Große Freiheit mit Tücken

Freitag, 04.11.2016 16:40 von

Kunden haben die Qual der Wahl: Sie können unter verschiedenen Zahlungsarten wählen und schneller an Produkte kommen. Doch nicht jede Nischenlösung führt auch ans Ziel – und bietet hinreichend Vorteile.

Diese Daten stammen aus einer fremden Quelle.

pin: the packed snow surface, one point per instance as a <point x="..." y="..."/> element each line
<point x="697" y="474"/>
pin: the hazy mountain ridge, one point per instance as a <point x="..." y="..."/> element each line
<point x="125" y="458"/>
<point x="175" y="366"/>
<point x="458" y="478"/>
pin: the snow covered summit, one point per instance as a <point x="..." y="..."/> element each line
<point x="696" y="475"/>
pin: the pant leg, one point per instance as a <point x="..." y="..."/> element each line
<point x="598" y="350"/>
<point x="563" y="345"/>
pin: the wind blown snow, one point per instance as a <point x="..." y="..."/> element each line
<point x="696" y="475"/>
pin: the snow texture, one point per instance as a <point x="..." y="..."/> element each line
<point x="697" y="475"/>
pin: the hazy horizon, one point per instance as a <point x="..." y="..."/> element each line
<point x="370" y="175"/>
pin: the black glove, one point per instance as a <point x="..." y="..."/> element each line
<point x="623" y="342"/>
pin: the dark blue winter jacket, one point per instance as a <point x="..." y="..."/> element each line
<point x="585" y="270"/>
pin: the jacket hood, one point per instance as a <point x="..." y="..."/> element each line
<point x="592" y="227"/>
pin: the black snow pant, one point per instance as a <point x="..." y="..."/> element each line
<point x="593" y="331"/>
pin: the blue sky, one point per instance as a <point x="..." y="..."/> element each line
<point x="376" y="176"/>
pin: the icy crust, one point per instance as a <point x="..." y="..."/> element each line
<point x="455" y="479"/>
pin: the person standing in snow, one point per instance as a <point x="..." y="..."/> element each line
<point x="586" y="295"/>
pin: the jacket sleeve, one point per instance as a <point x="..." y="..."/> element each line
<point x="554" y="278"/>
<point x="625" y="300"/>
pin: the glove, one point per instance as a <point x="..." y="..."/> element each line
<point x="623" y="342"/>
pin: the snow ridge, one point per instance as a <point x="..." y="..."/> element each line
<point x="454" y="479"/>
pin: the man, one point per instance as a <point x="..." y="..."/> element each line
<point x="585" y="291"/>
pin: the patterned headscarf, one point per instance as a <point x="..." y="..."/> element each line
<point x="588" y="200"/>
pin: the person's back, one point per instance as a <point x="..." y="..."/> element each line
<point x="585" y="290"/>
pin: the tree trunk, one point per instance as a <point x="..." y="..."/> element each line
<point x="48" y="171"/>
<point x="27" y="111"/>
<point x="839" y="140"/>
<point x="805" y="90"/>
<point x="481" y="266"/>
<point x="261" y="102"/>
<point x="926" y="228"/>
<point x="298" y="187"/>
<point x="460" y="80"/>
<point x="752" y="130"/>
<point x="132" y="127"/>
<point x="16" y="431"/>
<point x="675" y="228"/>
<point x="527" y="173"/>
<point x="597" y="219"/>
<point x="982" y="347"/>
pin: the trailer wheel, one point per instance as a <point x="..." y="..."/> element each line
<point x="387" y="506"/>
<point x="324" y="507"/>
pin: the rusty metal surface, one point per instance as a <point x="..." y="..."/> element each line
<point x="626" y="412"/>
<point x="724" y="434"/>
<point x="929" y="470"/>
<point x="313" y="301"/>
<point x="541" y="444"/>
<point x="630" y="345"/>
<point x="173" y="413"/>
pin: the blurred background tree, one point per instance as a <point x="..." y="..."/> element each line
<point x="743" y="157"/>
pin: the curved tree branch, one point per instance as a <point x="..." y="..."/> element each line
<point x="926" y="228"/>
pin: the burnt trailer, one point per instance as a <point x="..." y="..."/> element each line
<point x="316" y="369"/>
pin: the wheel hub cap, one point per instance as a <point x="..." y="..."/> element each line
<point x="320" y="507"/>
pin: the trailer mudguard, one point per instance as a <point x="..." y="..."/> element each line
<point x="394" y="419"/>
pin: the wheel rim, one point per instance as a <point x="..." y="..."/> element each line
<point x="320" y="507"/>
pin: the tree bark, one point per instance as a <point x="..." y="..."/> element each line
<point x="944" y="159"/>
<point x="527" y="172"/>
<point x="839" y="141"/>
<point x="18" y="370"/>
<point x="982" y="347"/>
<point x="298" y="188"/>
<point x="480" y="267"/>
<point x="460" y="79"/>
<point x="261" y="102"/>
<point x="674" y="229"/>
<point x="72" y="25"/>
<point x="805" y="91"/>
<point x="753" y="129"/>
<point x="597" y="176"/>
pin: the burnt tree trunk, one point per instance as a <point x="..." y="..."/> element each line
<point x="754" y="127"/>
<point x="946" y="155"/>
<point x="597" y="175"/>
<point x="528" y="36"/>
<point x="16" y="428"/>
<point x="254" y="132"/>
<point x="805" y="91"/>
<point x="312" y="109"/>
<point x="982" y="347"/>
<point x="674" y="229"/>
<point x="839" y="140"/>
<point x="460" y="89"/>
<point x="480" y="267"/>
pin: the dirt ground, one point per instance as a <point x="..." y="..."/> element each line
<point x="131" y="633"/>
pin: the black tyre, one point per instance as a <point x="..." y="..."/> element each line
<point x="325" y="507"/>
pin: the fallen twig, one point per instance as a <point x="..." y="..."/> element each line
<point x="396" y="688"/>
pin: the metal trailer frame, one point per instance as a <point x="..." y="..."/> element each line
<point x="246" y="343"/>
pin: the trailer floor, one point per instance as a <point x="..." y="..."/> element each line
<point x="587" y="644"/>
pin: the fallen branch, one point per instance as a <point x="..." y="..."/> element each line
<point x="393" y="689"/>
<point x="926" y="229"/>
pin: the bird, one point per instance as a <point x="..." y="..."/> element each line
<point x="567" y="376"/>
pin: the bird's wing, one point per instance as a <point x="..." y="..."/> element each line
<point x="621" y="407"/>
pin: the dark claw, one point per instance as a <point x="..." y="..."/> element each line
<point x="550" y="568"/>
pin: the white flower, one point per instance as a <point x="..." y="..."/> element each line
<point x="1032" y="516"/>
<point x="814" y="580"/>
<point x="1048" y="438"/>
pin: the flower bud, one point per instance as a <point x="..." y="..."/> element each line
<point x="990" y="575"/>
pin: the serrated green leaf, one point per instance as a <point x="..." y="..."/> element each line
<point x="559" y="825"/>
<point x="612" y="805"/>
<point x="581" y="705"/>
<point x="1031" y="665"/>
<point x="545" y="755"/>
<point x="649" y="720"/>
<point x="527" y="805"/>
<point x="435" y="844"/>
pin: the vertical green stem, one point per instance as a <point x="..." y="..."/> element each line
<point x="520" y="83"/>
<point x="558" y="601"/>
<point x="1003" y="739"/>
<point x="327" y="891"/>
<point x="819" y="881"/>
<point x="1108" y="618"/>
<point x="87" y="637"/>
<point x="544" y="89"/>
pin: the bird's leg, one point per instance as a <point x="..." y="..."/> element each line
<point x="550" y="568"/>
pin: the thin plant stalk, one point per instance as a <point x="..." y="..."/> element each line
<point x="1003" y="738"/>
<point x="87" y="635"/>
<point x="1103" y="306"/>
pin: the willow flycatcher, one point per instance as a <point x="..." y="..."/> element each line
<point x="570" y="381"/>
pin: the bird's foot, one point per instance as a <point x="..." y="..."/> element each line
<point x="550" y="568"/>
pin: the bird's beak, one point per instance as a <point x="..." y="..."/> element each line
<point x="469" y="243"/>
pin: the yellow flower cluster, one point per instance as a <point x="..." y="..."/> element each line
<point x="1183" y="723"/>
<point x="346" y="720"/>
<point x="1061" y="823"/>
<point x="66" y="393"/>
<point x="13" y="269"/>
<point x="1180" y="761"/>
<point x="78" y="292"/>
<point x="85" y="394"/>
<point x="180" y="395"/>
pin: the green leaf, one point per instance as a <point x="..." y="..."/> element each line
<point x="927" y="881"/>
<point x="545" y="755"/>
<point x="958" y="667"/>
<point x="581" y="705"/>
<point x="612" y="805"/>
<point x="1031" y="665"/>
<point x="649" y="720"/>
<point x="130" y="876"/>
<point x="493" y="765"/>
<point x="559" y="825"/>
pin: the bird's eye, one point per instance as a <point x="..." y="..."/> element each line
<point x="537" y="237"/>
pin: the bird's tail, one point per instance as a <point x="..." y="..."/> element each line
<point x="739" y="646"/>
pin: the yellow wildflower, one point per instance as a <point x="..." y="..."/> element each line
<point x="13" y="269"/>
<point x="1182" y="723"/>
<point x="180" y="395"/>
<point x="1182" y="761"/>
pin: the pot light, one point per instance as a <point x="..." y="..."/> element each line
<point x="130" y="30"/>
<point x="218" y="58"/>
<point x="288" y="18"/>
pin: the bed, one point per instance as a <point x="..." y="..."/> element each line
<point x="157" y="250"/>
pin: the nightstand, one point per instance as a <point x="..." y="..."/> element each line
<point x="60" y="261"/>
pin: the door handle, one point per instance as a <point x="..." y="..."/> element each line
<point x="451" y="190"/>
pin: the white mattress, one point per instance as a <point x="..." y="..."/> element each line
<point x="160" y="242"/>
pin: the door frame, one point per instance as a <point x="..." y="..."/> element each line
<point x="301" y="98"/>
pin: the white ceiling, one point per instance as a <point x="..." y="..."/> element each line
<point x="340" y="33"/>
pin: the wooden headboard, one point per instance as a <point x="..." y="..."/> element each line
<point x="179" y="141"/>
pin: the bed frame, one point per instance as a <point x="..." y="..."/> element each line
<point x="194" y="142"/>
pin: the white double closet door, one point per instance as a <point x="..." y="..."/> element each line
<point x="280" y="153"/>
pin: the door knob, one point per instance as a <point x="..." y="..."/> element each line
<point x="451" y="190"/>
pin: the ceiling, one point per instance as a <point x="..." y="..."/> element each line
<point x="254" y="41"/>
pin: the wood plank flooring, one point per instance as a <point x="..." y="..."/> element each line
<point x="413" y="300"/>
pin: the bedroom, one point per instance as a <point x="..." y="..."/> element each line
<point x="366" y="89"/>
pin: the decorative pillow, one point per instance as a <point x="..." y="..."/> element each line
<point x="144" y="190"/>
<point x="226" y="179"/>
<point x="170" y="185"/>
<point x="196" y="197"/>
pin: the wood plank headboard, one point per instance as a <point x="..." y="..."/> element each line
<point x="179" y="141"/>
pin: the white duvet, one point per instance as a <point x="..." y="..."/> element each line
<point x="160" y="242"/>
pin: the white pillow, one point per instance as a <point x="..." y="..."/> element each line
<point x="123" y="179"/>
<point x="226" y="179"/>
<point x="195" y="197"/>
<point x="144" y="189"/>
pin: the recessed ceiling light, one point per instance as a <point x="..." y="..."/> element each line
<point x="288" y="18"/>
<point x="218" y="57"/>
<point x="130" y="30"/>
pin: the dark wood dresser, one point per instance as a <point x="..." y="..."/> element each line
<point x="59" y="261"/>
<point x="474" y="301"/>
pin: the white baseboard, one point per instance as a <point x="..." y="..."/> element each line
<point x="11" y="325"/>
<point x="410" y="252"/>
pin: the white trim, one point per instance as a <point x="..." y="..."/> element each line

Die E-Commerce-Firma Internetstores verkauft jedes Jahr europaweit rund 150.000 Fahrräder. In Onlineshops wie fahrrad.de, dem größtem Web-Geschäft der Branche, bietet das Unternehmen seinen Kunden bis zu acht verschiedene Wege, ihre Einkäufe zu bezahlen: per Kreditkarte, PayPal (PayPal Aktie), Rechnung, Lastschrift, Ratenkauf, Sofortüberweisung, Banküberweisung oder Nachnahme. „Wir möchten niemanden bevormunden, jeder Kunde soll entscheiden können, wie er bezahlen möchte“, sagt Ulrich Spies, Direktor Kundenservice und Zahlungsabwicklung, bei fahrrad.de.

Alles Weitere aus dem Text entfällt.